Eastern Cape village fights for its school
Children and teachers learn at the risk of the ceiling falling on them
The Lower Sitholeni community in Ngcobo is frustrated with the Eastern Cape Department of Education as they watch their village school fall apart.
The ceilings in the classrooms are caving in. Windows and doors are broken because of the high winds in the area. Parents fear their children will be injured during classes.
There are not enough classrooms; each one has to accommodate two grades. The school, which has about 220 children, caters up to grade 7. It was built in 2010 with a donation from UBank.
Some learners have to walk more than 10km to the school and there is no scholar transport. (The gravel road into the village is also in disrepair.) Also during the rainy season it is dangerous for learners to cross the river into the village, so residents want a bridge to be built.

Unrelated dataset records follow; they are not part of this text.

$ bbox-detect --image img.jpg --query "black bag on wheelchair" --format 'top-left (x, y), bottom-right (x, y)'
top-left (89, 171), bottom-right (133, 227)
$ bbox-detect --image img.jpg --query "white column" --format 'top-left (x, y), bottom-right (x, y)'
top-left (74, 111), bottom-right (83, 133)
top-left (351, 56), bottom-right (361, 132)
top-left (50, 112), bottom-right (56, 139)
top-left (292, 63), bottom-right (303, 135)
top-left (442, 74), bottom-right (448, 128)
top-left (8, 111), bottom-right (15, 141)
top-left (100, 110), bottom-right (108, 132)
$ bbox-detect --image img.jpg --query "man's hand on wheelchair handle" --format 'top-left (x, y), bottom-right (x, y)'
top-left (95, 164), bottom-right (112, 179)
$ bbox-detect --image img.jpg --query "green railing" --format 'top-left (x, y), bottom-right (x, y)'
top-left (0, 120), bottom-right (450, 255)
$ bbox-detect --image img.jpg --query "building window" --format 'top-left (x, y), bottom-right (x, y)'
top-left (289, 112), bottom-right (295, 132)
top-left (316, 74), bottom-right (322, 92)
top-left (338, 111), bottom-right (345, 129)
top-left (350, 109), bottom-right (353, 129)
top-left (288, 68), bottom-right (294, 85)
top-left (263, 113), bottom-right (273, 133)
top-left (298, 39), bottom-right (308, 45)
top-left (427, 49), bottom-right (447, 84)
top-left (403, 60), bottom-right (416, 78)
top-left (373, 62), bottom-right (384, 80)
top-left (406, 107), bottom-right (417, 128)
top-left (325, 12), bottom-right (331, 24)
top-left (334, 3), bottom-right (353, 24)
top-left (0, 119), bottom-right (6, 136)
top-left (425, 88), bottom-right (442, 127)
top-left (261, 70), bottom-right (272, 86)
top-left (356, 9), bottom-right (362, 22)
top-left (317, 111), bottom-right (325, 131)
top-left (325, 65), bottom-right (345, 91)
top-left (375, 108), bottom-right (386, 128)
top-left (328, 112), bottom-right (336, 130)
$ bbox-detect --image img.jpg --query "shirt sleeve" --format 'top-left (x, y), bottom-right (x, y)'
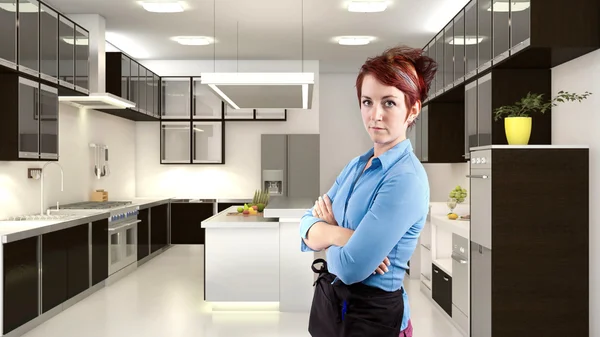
top-left (300, 160), bottom-right (355, 252)
top-left (327, 173), bottom-right (429, 285)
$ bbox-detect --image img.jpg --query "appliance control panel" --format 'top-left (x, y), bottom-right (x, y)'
top-left (109, 207), bottom-right (139, 222)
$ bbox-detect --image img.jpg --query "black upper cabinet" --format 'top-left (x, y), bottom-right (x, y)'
top-left (0, 3), bottom-right (17, 69)
top-left (75, 25), bottom-right (90, 94)
top-left (0, 73), bottom-right (59, 161)
top-left (58, 15), bottom-right (75, 89)
top-left (18, 0), bottom-right (40, 76)
top-left (40, 4), bottom-right (59, 83)
top-left (102, 52), bottom-right (160, 121)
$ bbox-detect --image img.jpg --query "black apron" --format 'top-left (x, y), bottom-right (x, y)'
top-left (308, 259), bottom-right (404, 337)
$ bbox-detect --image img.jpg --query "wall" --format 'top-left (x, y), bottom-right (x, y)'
top-left (552, 51), bottom-right (600, 337)
top-left (136, 60), bottom-right (320, 198)
top-left (319, 73), bottom-right (469, 201)
top-left (0, 104), bottom-right (135, 219)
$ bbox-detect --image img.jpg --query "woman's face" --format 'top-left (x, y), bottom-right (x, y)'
top-left (360, 74), bottom-right (421, 148)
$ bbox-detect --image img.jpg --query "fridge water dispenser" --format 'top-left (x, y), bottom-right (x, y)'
top-left (262, 170), bottom-right (283, 195)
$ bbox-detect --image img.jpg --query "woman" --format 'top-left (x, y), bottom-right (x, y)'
top-left (300, 46), bottom-right (437, 337)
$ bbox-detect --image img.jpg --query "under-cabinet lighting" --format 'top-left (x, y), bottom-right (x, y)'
top-left (348, 1), bottom-right (387, 13)
top-left (448, 36), bottom-right (483, 46)
top-left (140, 1), bottom-right (184, 13)
top-left (62, 37), bottom-right (88, 46)
top-left (171, 36), bottom-right (212, 46)
top-left (488, 1), bottom-right (529, 12)
top-left (0, 1), bottom-right (44, 13)
top-left (337, 36), bottom-right (373, 46)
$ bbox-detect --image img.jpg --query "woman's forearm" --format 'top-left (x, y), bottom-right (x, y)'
top-left (303, 221), bottom-right (354, 251)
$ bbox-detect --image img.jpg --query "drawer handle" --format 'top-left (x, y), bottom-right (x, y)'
top-left (466, 174), bottom-right (488, 179)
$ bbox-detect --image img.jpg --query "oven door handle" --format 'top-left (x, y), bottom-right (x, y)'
top-left (466, 174), bottom-right (489, 179)
top-left (108, 220), bottom-right (142, 232)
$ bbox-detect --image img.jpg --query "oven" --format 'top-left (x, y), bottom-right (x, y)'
top-left (108, 207), bottom-right (141, 275)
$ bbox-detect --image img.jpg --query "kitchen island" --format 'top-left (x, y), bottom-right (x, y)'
top-left (201, 197), bottom-right (314, 312)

The chairman of the School Governing Board, Lulamile Sambatha, said they have been to the provincial education department on several occasions to ask for maintenance and an extension to the school but instead the department attempted to shut it down.
Ward 20 councillor Cebisile Hlazo said a bridge over the river has been approved for this current municipal financial year and a constructor has been appointed. “It is just a matter of time before that work begins,” said Hlazo.
Eastern Cape education spokesperson Malibongwe Mtima said a delegation went to inspect the school in 2016. It discovered that the structure that was donated by the UBank was temporary and poorly built “which is why it is falling apart”.
Mtima confirmed that the education department was in the process of shutting down the school because the attendance numbers were below its policy threshold for viable schools. It said the community was notified, but the move was halted after the community pleaded with the department.
“We have since seen the numbers improving and we have since allocated additional educators but we are concerned that on average learners start schooling at the age of nine,” said Mtima.
He said the department will rebuild the school from scratch but it is also monitoring the numbers of learners. Mtima said the department cannot provide scholar transport due to a lack of access roads and it has raised this with the local municipality and provincial department of transport.